Commentary

Warsaw calling: A view from the ground

July 31, 2025

Downtown Warsaw skyline at night.

Building on insights from our prior research visits in 2023 and 2024, we returned to Warsaw this summer to assess how Polish companies are navigating the current economic and geopolitical environment. Over the course of a week, we conducted a series of reverse roadshows, meeting with corporate executives across sectors including consumer, real estate, infrastructure, industrials, health care, technology, media and gaming. Visiting companies in their own environments, rather than at conferences, gave us a more grounded view of their strategic focus, day-to-day operations and internal culture.

While Poland is often still viewed through the lens of its post-communist past, the reality on the ground tells a very different story. Today’s Poland is a modern, outward-looking EU economy, entrepreneurial, digitally driven and increasingly integral to regional supply chains and defence infrastructure.

What stood out this year was the visible progress in urban infrastructure. Warsaw continues to modernize, supported by EU-backed investment in roads, rail and public transit. The subway system is not only clean and efficient, but also notably safe. Highways are well-maintained, and we observed more active construction than in prior visits, particularly in residential projects. These developments reflect ongoing urbanization, with growing challenges around land availability further reinforcing housing demand.

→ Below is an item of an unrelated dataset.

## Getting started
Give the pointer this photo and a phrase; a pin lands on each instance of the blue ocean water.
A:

On the macro front, Poland appears to be regaining its footing. Wage growth has outpaced inflation over the past two years, helping to restore purchasing power. Unemployment remains among the lowest in the EU, and the National Bank of Poland has implemented two rate cuts in 2025, with room for further easing. That said, while household balance sheets are healthier, consumers remain selective in their spending. Management teams across sectors described a more stable but cautious demand environment.

Overall sentiment was notably more optimistic than in prior visits. While risks remain (from labour shortages and EU fund disbursement delays to geopolitical uncertainty) most companies projected confidence in their positioning. Disruption in global trade flows and ongoing tariff negotiations between the EU and the United States were also cited as areas to monitor, though their immediate impact on domestic operations has been limited.

Several structural themes emerged from our conversations. First, consolidation continues to reshape the competitive landscape in Poland. This was particularly evident in diagnostics, fitness, convenience retail and residential development. Second, an increasing number of Polish companies are executing or planning regional expansions into Central and Eastern Europe, and even Western Europe, suggesting growing confidence, scale and ambition.

We were also encouraged by the practical adoption of artificial intelligence (AI). Rather than buzzwords, companies are deploying AI to improve efficiency, customer experience and decision-making. Use cases included radiology interpretation in diagnostics, store network optimization in retail, chatbot support and workflow tools in classifieds, targeting in digital advertising and content generation in game development. These deployments are already contributing to margin enhancement and productivity gains.

Anecdotally, one leading convenience chain noted that it is now the largest seller of coffee and pizza in Poland, a testament to how local champions are reshaping consumer behaviour and capturing everyday spend.

In our view, Poland continues to offer a depth of high-quality, bottom-up ideas. It combines structural EU support with entrepreneurial dynamism, accelerating technological adoption and rising regional ambition. Our research efforts allow us to identify hidden champions early and build conviction through firsthand engagement.

Budimex SA (BDX PW)

A position we initiated earlier this year, Budimex reflects several of the structural themes we observed on the ground: public infrastructure, disciplined execution and regional relevance. The company is Poland’s largest infrastructure contractor, playing a critical role in the country’s road, rail, military and energy-related construction projects. It benefits from NATO and EU certifications that enable participation in sensitive public tenders, particularly in the defence sector.

Budimex follows an asset-light model, maintaining in-house design and project management capabilities while outsourcing labour-intensive work. This structure enhances flexibility and allows the company to scale efficiently across diverse projects.

While Poland remains its core market, Budimex is also expanding its footprint across the region, with active operations in Germany, the Czech Republic, Slovakia and the Baltics. These markets offer infrastructure demand that fits with Budimex’s core competencies and represent a natural next step in its evolution.

Poland is undergoing a historic infrastructure transformation, supported by EU cohesion funds, national defence investments and long-term energy transition plans. Budimex’s strong execution track record, disciplined bidding strategy and established relationships with key government entities make it well-positioned to benefit from this cycle.

While the company has developed capabilities in infrastructure services and maintenance, it is currently evaluating the strategic direction of that segment.

Global Alpha Capital Management Ltd.